Three Fables of Love and Maid for Murder

At the Harvard Square through Tuesday

Three Fables of Love differs from Bocaccio 70 in about the same way that Leslie Caron differs from Sophia Loren. This new string of romantic vignettes is less gaudy than its ancestor, but the quality and themes are nearly identical. If you have good eyesight and don't search for symbolism, Three Fables will give you an Eisenhower dollar's worth of entertainment.

"The Tortoise and the Hare," the first story, is not really a fable. Fables are supposed to have morals, but this little flesh flick does not--at least not in the parietal hours sense. It was included in the trio for the sake of the "Coming Attractions," and for those viewers who enjoy watching seminude women. Although the imbecilic plot was meant to be bittersweet, women's leagues will probably call it tasteless, since it has the camera constantly leering at Sylvia Koscina in a blouse slit to the waist.

The last two thirds of the movie offer a lower temperature and a bit more art. Flattery used for cuckoldry is the subject of the second vignette, "The Fox and the Crow." To make the acquaintance of pretty Anna Karina, Mr. Renard swells the head of her jealous husband. Miss Karina is fully clothed throughout.

Leslie Caron, occasionally in lingerie, spends a weekend accidently locked up with a stolid picture framer in the last part, "Two Pigeons." The situation puts heavy stress on the imagination, but creates some decent comedy. By narrating their sides of the story alternately, the two prisoners expertly squeeze out all the possibilities their predicament suggests, short of the obvious one.

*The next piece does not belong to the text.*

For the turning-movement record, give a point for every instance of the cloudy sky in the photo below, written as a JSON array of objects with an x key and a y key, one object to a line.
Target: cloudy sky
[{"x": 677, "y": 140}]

Maid for Murder brims over with Establishment accents, sex, slapstick, guitar music and Tom and Jerry homicide plans. Anna Karina is back, this time a Corsican in frequent deshabille, out to inherit Oberon Manor from a pair of bumbling bachelor brothers. A tubby reporter for True Women arrives: "She looks more like four women," observes little brother. It turns out that "Aunt fell down the well and kicked the bucket," among other calamities. One picturesque heroine and half-a-dozen giggles in Maid for Murder barely rescue British comedy from a stained reputation.